As a three-time former WCW Heavyweight champion, the home-grown Page was a standout in a sea of free-agent acquisitions. This speaks to the always indomitable presence of an effective commoner.
4. Steve Austin
Steve Austin's charisma or record-breaking drawing power screamed anything but everyman. His blue jeans, bald head, Southern drawl and lengthy conflict with authority figure Vince McMahon, however, allowed a large audience of nine-to-fivers to live out their work frustrations through Austin.
Austin's employee-versus-boss rivalry was easy to digest. The fact that Austin didn't have a cartoonish gimmick made him a breath of fresh air coming off a WWE mid-'90s lull that was full of them.

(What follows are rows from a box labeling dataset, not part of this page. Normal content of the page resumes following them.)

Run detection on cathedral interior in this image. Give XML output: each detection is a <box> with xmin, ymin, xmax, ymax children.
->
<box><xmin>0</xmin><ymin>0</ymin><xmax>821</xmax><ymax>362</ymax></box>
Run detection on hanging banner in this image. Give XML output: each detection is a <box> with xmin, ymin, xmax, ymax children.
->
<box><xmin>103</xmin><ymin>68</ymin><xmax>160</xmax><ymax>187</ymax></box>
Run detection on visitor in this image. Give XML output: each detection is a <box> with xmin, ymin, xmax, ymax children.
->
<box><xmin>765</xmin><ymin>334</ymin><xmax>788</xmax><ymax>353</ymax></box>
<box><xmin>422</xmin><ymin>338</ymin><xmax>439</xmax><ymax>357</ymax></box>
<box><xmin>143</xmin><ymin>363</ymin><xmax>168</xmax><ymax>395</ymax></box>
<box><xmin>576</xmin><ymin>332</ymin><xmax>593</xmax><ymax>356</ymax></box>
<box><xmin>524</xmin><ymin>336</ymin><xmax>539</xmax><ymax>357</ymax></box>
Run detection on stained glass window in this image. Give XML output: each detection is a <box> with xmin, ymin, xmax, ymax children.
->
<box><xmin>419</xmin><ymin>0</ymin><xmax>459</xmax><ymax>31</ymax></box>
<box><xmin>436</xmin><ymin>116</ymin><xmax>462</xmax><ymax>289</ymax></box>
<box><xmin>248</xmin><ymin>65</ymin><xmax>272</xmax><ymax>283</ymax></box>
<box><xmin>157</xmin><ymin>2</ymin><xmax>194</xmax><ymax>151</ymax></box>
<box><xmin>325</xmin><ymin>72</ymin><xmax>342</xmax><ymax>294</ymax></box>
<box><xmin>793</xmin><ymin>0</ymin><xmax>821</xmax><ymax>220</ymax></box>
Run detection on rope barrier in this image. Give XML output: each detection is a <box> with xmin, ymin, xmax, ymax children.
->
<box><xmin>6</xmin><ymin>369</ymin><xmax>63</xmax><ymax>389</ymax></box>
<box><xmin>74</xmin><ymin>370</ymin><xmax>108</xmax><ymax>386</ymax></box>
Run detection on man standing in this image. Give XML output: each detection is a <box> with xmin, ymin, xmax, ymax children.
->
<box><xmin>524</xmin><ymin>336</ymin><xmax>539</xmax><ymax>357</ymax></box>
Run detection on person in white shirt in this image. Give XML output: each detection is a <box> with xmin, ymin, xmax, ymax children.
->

Austin's ability to transition his everyman appeal to mainstream success slightly hurts his standing on this list, but the origin of the Austin Era was a beer-drinking redneck who later served as a slice of pop culture.
3. Mick Foley
Mick Foley was an everyman in more ways than one, sometimes quite literally. As the only WWE Superstar in history to enter the Royal Rumble under three different gimmicks in the same year, Foley almost was every man.
The successes of Cactus Jack, Mankind and Dude Love paled in comparison to the eventual triumph of Mick Foley, who feuded with anti-everyman The Rock in the heart of WWE's Attitude Era.
Foley's scruffy beard and doughy build were not indicative of an almost superhuman ability to absorb punishment.
It was that ability to take an unworldly beating that allowed Foley to become one of the biggest stars of WWE's most successful era.
2. Dusty Rhodes
Few wrestlers, if any, marketed their standing as a common man better than Dusty Rhodes. The words were even ingrained in the lyrics of his WWE theme song.
With nicknames such as the American Dream and “the son of a plumber,” Rhodes was the personification of a dream come true.
It helped that Rhodes bared his body and competed in his trunks, a rarity even by today's standards, serving as a constant reminder of the mediocre attributes Rhodes was able to use to his advantage as a natural babyface.
Rhodes' legendary feuds with the Four Horsemen presented the perfect paradox of high-society stable of wrestling rock stars against the blue-collar underdog with the deck stacked against him.
Rhodes' shrewd exploits of his common-man character were evidence of his brilliant wrestling mind that allowed him to assume booking responsibilities across various promotions.
1. Daniel Bryan
Daniel Bryan's quest to the WWE World Heavyweight championship has been almost exclusively fan driven.
This is because corporate types, both in and out of the ring, did not feel that Bryan possessed the look or drawing ability to be a major star in the WWE.
Despite having a wrestling acumen that is largely unmatched by his contemporaries, it is Bryan's look of a small competitor with a large beard that won the hearts of fans everywhere.
His ordinary appeal turned a cult following into an impossible-to-ignore revolution branded as the Yes Movement. As long as Bryan is booked as an underdog facing seemingly insurmountable odds, he will continue to forge his legacy as the greatest everyman in professional wrestling history.